These tools will no longer be maintained as of December 31, 2024. Archived website can be found here. PubMed4Hh GitHub repository can be found here. Contact NLM Customer Service if you have questions.


PUBMED FOR HANDHELDS

Search MEDLINE/PubMed


  • Title: Surveillance of multidrug resistant organisms in tertiary care hospital in Delhi, India.
    Author: Wattal C, Goel N, Oberoi JK, Raveendran R, Datta S, Prasad KJ.
    Journal: J Assoc Physicians India; 2010 Dec; 58 Suppl():32-6. PubMed ID: 21563611.
    Abstract:
    Surveillance of multi drug resistant organisms in a health care setting is a necessity to have optimum treatment out come and less of treatment failures. Once any health care setting gets colonized with multi drug resistant organisms, it is very difficult to decontaminate the environment. On review of our data, for 12 months of year 2008 the prevalence of difficult to treat organisms with poor clinical outcome especially in ICUs have been identified.
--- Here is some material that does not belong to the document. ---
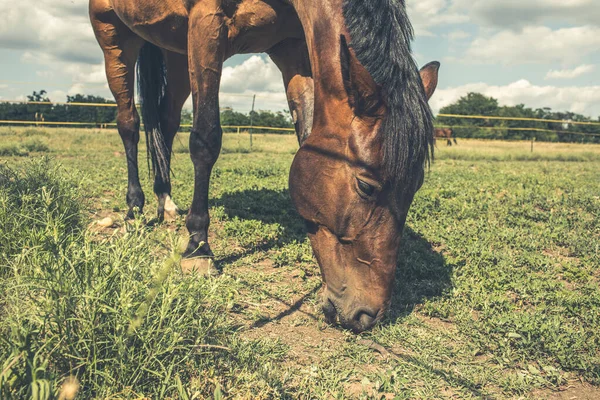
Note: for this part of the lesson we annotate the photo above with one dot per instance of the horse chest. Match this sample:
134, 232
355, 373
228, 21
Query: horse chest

The need for surveillance, prescription auditing & computer assisted retrieval of data has been emphasized and discussed in detail with respect to various high quality samples like blood, urine, respiratory, pus and sterile body fluids. The prevalence of MRSA & VRE has been documented 30 to 40% and 10%, respectively. Over all prevalence of penicillin intermediate resistant Streptococcus pneumoniae was found to be 9.52%. ESBL, AmpC, and Carbapenemase producing organisms were found to be 40 to 60%, 70 to 80% & 2 to 80% respectively in various multi drug resistant organisms like E. coli, Klebsiella spp., Pseudomonas spp. and Acinetobacter spp. 8% Pseudomonas spp. were found to be resistant to colistin in ICU samples. Enteric organisms were found to have high level ciprofloxacin resistant in 21.6% isolates, while S. paratyphi A isolation increased over a period of time. Yeast fungi isolated from blood predominantly were non-candida albicans (84.8%).